Another drawback to this approach is the tendency of statistical modeling to lose access to the detailed information used to derive its conclusions. This is especially important in profiling physician fraud where the investigation and prosecution process necessarily requires very specific evidence of wrong- doing.
One other approach to physician profiling that is often discussed but has rarely, if ever, been tried is the use of neural network technology to `mine` claims databases to search for fraudulent physicians. In this case, a neural network would be provided a training set of known fraudulent profiles and it would be trained to recognize the characteristics of fraud by drawing relationships between the data elements in the training set. Once the training of the neural network is complete, it would then be used to scan the universe of physician data in search of physicians matching the neural networks `learned` understanding of fraud.

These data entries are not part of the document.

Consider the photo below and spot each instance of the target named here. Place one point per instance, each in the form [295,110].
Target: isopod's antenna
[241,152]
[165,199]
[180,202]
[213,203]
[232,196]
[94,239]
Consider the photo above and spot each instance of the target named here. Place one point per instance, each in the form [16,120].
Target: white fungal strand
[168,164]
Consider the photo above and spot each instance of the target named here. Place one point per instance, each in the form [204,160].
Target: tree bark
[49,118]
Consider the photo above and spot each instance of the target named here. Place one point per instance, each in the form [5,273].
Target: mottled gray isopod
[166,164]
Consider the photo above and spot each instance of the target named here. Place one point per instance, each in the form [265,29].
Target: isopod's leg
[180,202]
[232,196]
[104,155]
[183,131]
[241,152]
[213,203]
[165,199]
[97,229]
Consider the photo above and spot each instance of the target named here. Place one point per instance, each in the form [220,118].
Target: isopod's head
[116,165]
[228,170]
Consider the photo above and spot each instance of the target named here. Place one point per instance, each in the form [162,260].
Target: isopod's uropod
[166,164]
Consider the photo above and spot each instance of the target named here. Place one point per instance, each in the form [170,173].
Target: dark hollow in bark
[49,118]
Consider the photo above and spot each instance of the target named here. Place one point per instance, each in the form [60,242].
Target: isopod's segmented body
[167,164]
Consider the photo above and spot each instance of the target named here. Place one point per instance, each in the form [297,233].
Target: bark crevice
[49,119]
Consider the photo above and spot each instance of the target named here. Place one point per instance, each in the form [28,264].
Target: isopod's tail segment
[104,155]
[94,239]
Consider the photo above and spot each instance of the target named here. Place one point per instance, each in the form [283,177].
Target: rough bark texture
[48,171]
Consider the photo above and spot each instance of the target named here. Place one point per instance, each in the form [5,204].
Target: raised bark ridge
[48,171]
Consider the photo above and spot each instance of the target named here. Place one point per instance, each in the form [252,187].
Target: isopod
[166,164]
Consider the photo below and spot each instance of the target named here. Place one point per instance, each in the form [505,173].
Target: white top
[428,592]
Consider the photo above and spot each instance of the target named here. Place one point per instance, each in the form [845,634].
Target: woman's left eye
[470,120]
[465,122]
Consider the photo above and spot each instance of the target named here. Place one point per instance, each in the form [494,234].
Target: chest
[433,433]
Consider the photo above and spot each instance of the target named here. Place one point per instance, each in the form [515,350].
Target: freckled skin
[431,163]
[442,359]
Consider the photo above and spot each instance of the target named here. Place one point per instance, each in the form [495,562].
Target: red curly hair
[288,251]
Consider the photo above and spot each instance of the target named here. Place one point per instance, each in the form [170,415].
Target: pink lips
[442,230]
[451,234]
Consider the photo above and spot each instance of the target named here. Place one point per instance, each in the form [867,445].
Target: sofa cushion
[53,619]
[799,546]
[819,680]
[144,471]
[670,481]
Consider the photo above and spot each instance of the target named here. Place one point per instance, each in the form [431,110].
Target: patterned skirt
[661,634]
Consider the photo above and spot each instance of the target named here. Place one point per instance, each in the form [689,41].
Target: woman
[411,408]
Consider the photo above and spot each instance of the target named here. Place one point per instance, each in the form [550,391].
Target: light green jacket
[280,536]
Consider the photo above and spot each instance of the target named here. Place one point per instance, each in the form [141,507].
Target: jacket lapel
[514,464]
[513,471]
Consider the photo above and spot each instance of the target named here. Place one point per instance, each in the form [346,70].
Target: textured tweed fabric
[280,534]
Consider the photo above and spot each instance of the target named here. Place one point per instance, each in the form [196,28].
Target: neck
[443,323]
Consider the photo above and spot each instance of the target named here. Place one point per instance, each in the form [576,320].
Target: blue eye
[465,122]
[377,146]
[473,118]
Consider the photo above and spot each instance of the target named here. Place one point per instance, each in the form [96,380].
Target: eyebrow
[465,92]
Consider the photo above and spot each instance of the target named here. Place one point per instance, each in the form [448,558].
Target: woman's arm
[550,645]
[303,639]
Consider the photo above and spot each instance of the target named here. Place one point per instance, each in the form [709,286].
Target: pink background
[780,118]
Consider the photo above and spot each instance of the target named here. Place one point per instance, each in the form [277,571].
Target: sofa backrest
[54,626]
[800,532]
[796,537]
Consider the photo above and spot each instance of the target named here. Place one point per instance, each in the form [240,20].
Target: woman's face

A major, perhaps fatal, problem exists with this approach for physician profiling and for most other non-trivial profiling applications as well. A training set of data simply does not exist that is nearly large enough, or stable enough, to support the training phase of a neural network. Again, the dynamics of physician profiling, as well as many other behavior profiling applications, render this approach unsuitable.
Complex behavior profiling requires a solution that is flexible, extensible, domain independent, and can be routinely implemented in varying types of computing environments with commonly available skills.